This is my favourite time of the year. The air smells of Neem blossoms (vepam poo in Tamil) and I am full of hope.
I am a child once again, spending my summer holidays eating musk melons smashed with jaggery.
I am alone in the house and afternoons are for reading and napping and dreaming in sentences.
It is March
In the upper leaves,
it is already next month.
I am still writing
yesterday’s poems, waiting for
clarity to come.
But yesterday is clotting,
next month won’t come down.
How do I live in the past
but write about tomorrow?
This is from Victoria Chang’s ‘The Trees Witness Everything’ and I love the poet’s struggle with the flow of time. This confession — “I am still writing yesterday’s poems, waiting for clarity to come.” — is all too real for me and I often feel as if I’m wading against the tide. “In the upper leaves, it is already next month.” How to keep up time’s brute force?

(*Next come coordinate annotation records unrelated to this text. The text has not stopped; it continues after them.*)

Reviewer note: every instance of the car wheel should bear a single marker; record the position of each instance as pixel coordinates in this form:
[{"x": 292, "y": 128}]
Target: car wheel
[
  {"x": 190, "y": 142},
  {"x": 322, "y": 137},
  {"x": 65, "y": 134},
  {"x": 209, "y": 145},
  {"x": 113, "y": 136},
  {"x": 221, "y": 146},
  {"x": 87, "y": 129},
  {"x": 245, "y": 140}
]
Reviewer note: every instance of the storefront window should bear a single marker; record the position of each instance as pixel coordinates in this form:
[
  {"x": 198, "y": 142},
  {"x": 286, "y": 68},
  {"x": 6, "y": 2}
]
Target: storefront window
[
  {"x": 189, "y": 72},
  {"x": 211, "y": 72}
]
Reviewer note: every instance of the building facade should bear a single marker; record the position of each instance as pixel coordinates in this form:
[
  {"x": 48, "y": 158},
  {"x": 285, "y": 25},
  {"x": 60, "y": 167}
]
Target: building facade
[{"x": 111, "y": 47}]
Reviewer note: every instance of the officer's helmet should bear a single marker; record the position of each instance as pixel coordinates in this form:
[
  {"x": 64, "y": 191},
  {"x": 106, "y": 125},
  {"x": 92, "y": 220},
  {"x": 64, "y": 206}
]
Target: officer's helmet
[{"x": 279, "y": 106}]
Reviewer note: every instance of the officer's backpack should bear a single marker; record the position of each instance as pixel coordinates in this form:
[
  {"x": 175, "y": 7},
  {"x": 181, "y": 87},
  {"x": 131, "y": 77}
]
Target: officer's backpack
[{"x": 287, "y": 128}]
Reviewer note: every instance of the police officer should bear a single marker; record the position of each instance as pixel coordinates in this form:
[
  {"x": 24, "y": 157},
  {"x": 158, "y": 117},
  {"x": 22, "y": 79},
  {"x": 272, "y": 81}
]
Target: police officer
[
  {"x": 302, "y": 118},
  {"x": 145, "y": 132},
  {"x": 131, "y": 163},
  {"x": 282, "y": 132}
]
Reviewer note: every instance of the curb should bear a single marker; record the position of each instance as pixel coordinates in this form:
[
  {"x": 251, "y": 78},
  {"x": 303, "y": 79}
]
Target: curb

And funnily enough, this poem below is slightly comforting. “I am half a second slower,” Yes indeed!
a honk behind me
a honk behind me
as the red light changes
to green…
I’m half a second slower
than my life
-Ken Slaughter
I visited the Kochi Biennale a couple of weeks ago and found some interesting artwork on display. But mostly I witnessed the commodification of art. I think I covered a moderate portion of the biennale, stopping at some, skimming though the rest because I couldn’t consume after a point. A few months ago I found this Elena Ferrante interview where she talks about secularisation of literature and I feel to some extent, it can also be applied to art.
“I don’t like artists who imagine themselves shamans, and I would prefer that we definitively stop making the alphabet sacred, that we complete the secularisation of literature, that we stop feeling we’re just below the gods and directly inspired by them.”
I’ve been mulling on this topic for a long time and to my understanding, art can be split into three categories — art that is for everyone, art that is made for the artist and a third banal kind that’s made just for galleries and exhibit spaces. It is also the responsibility of the viewer to be able to make that distinction. To be aware of where the artist is coming from and what their intention could be.
Lives of the Artists
I brush my hair and
wonder if you're watching.
I write a word and
attach it to a speaker--
someone please listen.
Words come out of my coffin,
made of maple. when
empty, it will return to
the trees who speak to no one.
- Victoria Chang
Pictured above: A frame from Tenzing Dakpa’s The Hotel, that I liked very much
things i’ve collected
These lovely outfits worn by Alana Haim in Liquorice Pizza (what an amazing film! Please watch if you haven’t already)
This brilliant poem by Julia Alvarez
How I Learned to Sweep
My mother never taught me sweeping. . . .
One afternoon she found me watching
t.v. She eyed the dusty floor
boldly, and put a broom before
me, and said she'd like to be able
to eat her dinner off that table,
and nodded at my feet, then left.
I knew right off what she expected
and went at it. I stepped and swept;
the t.v. blared the news; I kept
my mind on what I had to do,
until in minutes, I was through.
Her floor was immaculate
as a just-washed dinner plate.
I waited for her to return
and turned to watch the President,
live from the White House, talk of war:
in the Far East our soldiers were
landing in their helicopters
into jungles their propellers
swept like weeds seen underwater
while perplexing shots were fired
from those beautiful green gardens
into which these dragonflies
filled with little men descended.
I got up and swept again
as they fell out of the sky.
I swept all the harder when
I watched a dozen of them die. . .
as if their dust fell through the screen
upon the floor I had just cleaned.
She came back and turned the dial;
the screen went dark. That's beautiful,
she said, and ran her clean hand through
my hair, and on, over the window-
sill, coffee table, rocker, desk,
and held it up--I held my breath--
That's beautiful, she said, impressed,
she hadn't found a speck of death.
This website called Looking for Lila (for all the Neapolitan Novels fans, yayy!) where you can sign up to go on a guided book tour around Naples (saving it for when I make that European tour (sigh))
This street-food guide (also Naples :P)
These puff-sleeved blouses
This recipe to roasted pepper walnut paneer (that someone could make for me)
And this artist whose style I love love
I wish you a lovely April. Write to you sooner. Or maybe you could write to me as well :)
Sending you vepam poo flavoured kisses.